4 peaches, halved and pitted
4 Tbs honey
8 scoops vanilla ice cream

Preheat grill. Grill peaches flesh side down for 4 to 5 minutes over low flame. Flip and grill for an addition 4 to 5 minutes. Do not let skin blacken.

Remove and drizzle with honey. Serve warm with a scoop of vanilla ice cream.


Monday, August 4, 2014

Marissa's Pancit

Did you miss me?! It seems like I haven't blogged in forever! It's been a crazy couple of weeks for me at work and the stress followed me home like a stray puppy dog and took up residence in my brain like a flea infestation. I barely had the energy to make supper, let alone blog about it. Life is slowly normalizing again, so I decided I owed you all a really great recipe to make up for my month-long absence.

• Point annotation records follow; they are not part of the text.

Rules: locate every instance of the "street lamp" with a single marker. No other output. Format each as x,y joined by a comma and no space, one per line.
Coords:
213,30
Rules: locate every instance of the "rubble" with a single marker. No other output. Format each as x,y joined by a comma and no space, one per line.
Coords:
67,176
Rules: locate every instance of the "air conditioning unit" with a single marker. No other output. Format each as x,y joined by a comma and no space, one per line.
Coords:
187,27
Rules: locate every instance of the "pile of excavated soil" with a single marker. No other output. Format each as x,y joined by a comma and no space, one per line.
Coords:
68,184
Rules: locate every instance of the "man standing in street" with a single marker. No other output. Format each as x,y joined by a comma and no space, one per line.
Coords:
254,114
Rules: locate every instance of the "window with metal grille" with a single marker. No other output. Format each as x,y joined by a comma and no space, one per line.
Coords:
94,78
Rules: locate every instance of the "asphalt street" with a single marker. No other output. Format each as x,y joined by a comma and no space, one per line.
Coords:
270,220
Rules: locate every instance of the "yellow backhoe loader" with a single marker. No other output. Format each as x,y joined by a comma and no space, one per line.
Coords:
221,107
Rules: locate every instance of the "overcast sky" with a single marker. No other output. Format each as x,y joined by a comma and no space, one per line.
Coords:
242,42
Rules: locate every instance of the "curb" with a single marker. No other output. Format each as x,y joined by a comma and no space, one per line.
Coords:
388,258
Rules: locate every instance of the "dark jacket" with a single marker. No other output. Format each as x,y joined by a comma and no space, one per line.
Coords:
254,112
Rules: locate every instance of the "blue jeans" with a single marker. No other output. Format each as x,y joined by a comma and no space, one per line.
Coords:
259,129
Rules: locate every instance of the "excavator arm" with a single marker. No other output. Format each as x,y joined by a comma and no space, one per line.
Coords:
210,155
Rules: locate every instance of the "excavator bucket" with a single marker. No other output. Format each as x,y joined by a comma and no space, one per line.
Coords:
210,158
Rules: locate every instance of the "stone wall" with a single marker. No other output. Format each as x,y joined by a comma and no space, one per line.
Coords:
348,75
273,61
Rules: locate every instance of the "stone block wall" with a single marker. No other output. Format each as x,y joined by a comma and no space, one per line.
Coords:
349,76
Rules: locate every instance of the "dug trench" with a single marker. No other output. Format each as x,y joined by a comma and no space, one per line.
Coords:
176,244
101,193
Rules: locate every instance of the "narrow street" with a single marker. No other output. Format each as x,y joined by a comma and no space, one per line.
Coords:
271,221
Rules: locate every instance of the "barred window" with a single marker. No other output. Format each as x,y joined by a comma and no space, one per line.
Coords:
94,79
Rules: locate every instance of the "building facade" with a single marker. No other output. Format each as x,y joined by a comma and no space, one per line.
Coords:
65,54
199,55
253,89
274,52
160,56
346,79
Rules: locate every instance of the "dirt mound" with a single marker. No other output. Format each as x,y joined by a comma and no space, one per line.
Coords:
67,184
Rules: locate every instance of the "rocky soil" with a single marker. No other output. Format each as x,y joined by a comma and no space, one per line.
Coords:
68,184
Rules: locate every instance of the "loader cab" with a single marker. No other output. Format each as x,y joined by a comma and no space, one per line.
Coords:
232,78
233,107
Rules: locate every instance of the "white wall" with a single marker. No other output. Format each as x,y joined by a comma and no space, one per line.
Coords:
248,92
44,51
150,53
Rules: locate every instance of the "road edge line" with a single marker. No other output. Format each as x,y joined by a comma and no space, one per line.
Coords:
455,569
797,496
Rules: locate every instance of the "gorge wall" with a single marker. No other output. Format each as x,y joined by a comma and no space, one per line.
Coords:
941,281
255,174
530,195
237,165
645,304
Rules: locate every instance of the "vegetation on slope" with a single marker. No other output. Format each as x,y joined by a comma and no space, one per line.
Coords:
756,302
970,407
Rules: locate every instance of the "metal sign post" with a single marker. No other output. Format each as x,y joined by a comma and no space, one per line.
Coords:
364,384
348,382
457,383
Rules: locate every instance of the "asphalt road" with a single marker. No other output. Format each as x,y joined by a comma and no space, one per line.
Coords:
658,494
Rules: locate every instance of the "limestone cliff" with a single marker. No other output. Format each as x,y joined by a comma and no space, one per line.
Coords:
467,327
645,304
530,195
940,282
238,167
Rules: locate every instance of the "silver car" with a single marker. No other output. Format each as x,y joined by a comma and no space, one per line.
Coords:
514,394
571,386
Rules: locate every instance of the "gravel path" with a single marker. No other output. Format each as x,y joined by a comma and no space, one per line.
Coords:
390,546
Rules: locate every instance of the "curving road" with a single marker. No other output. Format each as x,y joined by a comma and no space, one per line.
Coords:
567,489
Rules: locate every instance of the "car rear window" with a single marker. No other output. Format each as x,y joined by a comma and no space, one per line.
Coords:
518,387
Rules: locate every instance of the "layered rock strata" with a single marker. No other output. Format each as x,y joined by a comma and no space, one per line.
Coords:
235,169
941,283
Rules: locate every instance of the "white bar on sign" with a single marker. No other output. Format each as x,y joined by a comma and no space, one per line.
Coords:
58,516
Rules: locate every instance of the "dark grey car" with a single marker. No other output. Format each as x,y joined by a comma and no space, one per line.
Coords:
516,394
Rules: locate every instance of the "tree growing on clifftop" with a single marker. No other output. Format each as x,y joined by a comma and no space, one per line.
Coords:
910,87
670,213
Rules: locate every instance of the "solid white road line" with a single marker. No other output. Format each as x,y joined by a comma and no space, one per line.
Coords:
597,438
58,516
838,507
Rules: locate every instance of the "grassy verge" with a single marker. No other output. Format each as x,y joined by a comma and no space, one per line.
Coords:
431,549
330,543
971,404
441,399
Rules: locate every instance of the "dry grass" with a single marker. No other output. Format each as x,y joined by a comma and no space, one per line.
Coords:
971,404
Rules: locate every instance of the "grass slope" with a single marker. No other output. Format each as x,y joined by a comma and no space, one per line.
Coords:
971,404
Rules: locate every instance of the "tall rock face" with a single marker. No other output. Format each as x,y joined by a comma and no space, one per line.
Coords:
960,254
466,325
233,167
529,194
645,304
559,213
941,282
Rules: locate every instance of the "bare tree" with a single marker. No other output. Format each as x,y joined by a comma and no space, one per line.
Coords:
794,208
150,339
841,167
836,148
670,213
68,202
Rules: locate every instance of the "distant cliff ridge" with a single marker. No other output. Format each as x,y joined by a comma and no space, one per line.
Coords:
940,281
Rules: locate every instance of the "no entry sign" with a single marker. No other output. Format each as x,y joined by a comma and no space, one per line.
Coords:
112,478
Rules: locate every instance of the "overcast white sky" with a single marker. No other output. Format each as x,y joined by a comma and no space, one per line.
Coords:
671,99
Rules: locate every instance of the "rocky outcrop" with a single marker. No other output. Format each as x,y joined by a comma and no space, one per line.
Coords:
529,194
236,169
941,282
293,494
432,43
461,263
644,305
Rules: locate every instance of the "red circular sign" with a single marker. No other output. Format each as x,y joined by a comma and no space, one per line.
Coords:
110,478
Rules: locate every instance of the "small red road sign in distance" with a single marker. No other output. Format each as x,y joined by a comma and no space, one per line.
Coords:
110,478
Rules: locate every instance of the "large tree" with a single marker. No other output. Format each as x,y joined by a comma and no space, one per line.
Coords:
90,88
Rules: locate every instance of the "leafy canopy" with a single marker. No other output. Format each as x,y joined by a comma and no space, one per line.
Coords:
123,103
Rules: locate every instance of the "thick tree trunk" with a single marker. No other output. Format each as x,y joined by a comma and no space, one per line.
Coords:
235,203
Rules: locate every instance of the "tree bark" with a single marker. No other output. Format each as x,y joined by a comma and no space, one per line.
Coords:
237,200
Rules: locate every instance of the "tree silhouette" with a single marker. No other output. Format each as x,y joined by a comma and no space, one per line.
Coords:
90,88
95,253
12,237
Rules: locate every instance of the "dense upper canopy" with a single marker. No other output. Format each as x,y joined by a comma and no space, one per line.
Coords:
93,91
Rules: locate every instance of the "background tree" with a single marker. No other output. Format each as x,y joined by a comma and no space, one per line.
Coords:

This dish is really nothing "special," but it is oh-so-yummy. This is a traditional Filipino recipe that I learned from my stepmother who makes it for my husband every time we visit because he loves it so much. I finally got the recipe from her and now I can make it for him whenever he wants--or at least whenever I can find pancit noodles at the Asian store. They were out for weeks! In a pinch you can use angel hair or rice vermicelli, but the real thing is always the best. Like all my favorite recipes, this comes together super quick and, amazingly, even my picky kid likes it!


Pancit Bihon
Prep time: 15 min  Cook time: 15 min
Serves 6

16 oz pancit bihon noodles
2 Tbs oil
1 boneless, skinless chicken breast, thinly sliced
2 chicken bouillon cubes dissolved in 2 cups water
1 onion, sliced 
3 cloves garlic, crushed and minced
1/4 cabbage, sliced into small strips
1 carrot, sliced into strips
3/4 cup snow peas (or red peppers)
3/4 cup diced celery
3 Tbs soy sauce
Salt and pepper to taste

1 Tbs lemon juice (juice from half a lemon)

Soak the noodles in water for 10 minutes to soften.

Meanwhile, saute chicken in 1 tablespoon oil till lightly browned.  Remove and keep warm.  Saute vegetables in remaining tablespoon of oil till slightly tender, about 5 minutes.

Return chicken to pan with vegetables. Drain noodles and add to chicken and veggies. Pour in bouillon water and soy sauce and simmer till noodles are tender. Add salt and pepper to taste and squeeze lemon juice on top.